Acclimatization Ascending to Higher Altitudes

Acclimatization

Ascending to higher altitudes requires the body to make several compensatory changes. This process is known as acclimatization, and it involves various physiological systems adapting to lower levels of partial pressure of oxygen (PO2). There are acute responses to altitude changes that can be observed immediately, as well as more complex responses that can be observed among people experiencing prolonged, or chronic, exposure. Hypoxia, or reduction in oxygen, associated with exposure to altitude necessitates changes in several physiological systems, and these systems respond interactively with each other rather than in isolation (Wyatt, 2002). Some of the observed responses to altitude are an increase in pulmonary ventilation, polycythemia, a rightward shift in the oxygen dissociation curve, changes in the number of capillaries in peripheral tissues, as well as changes in intracellular oxidative enzymes.

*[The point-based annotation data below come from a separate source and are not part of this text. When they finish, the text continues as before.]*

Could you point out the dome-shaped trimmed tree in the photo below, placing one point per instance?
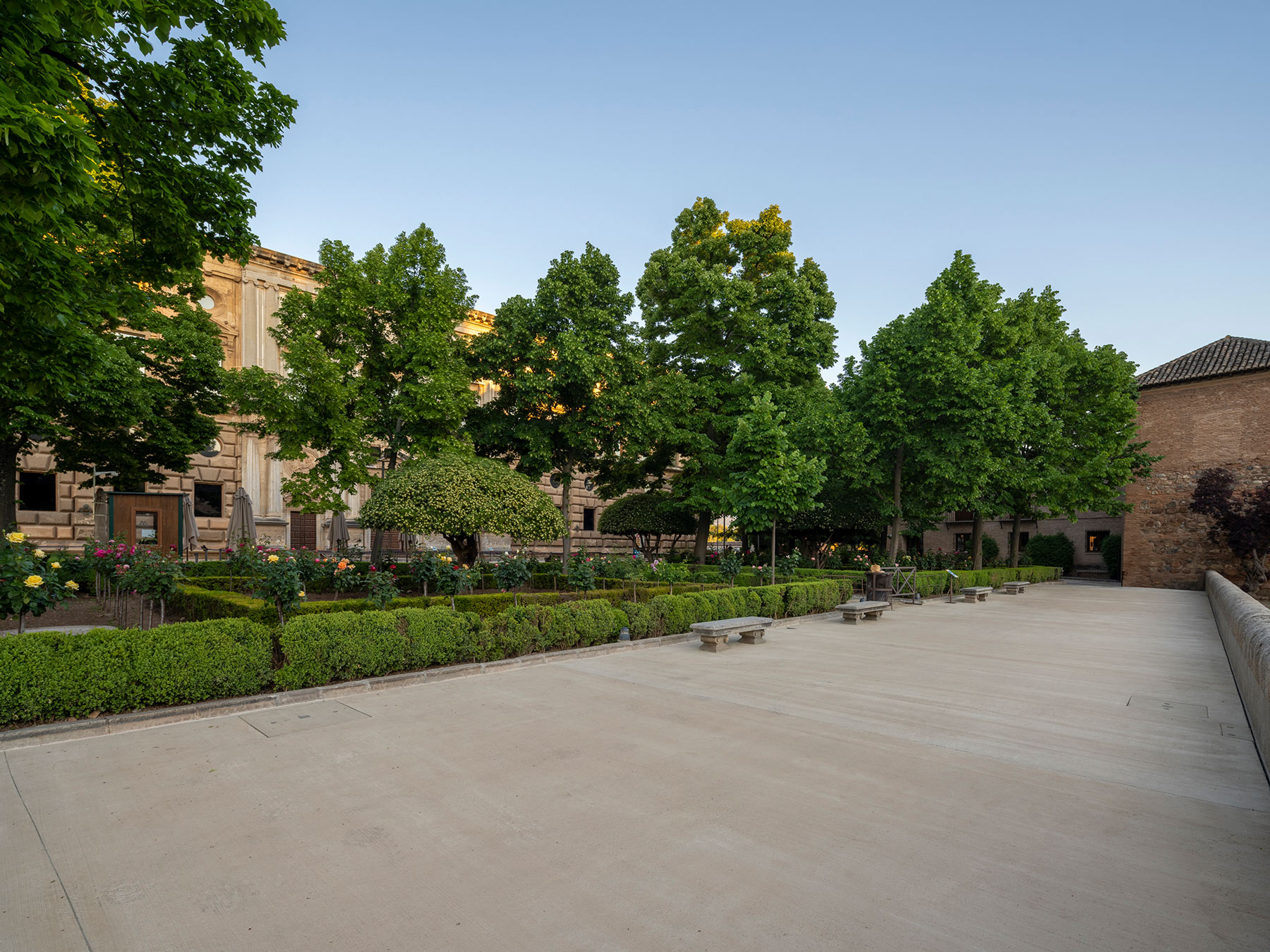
(644, 518)
(459, 496)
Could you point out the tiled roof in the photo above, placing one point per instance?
(1217, 360)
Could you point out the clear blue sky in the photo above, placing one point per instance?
(1115, 152)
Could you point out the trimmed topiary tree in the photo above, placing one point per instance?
(459, 496)
(1054, 550)
(644, 518)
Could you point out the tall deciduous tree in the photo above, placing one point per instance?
(128, 133)
(728, 315)
(768, 480)
(925, 400)
(375, 367)
(568, 370)
(1065, 442)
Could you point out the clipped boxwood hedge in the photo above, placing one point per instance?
(49, 676)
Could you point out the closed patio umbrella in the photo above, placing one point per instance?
(241, 520)
(190, 527)
(338, 532)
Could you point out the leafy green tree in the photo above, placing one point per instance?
(927, 403)
(728, 315)
(1062, 441)
(644, 518)
(768, 479)
(846, 509)
(730, 565)
(460, 496)
(128, 133)
(568, 370)
(375, 370)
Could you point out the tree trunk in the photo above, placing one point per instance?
(977, 541)
(8, 485)
(703, 542)
(774, 551)
(893, 545)
(466, 549)
(565, 492)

Increased Pulmonary Ventilation

Increased resting and submaximal ventilation is observed in immediate response to altitude related hypoxia (Wyatt, 2002). This increased ventilation is achieved through increased volume and rate of breaths, and individual variation in hypoxic ventilatory response has been demonstrated (Wyatt, 2002). Research has shown that individuals with strong hypoxic ventilatory drives exhibit better performance at high altitudes than individuals with less efficient drives (Wyatt, 2002). The stimulated ventilation that results from exposure to high altitudes is due to aortic and carotid sensitivity to reduced PO2 in arterial blood. This increase in ventilation increases PO2 in the alveoli and reduces end-tidal partial pressure of carbon dioxide (PETCO2), which lends to reduced carbon dioxide and H+ in the blood. In response to these reductions during the initial few days of exposure to altitude, the kidneys gradually excrete bicarbonate (HCO3), which is associated with decreased plasma volume. Increased pulmonary ventilation also results in a reduction in total water in the body due to loss of water vapor that occurs during respiration, which results in rapid dehydration during acute altitude exposure (Wyatt, 2002).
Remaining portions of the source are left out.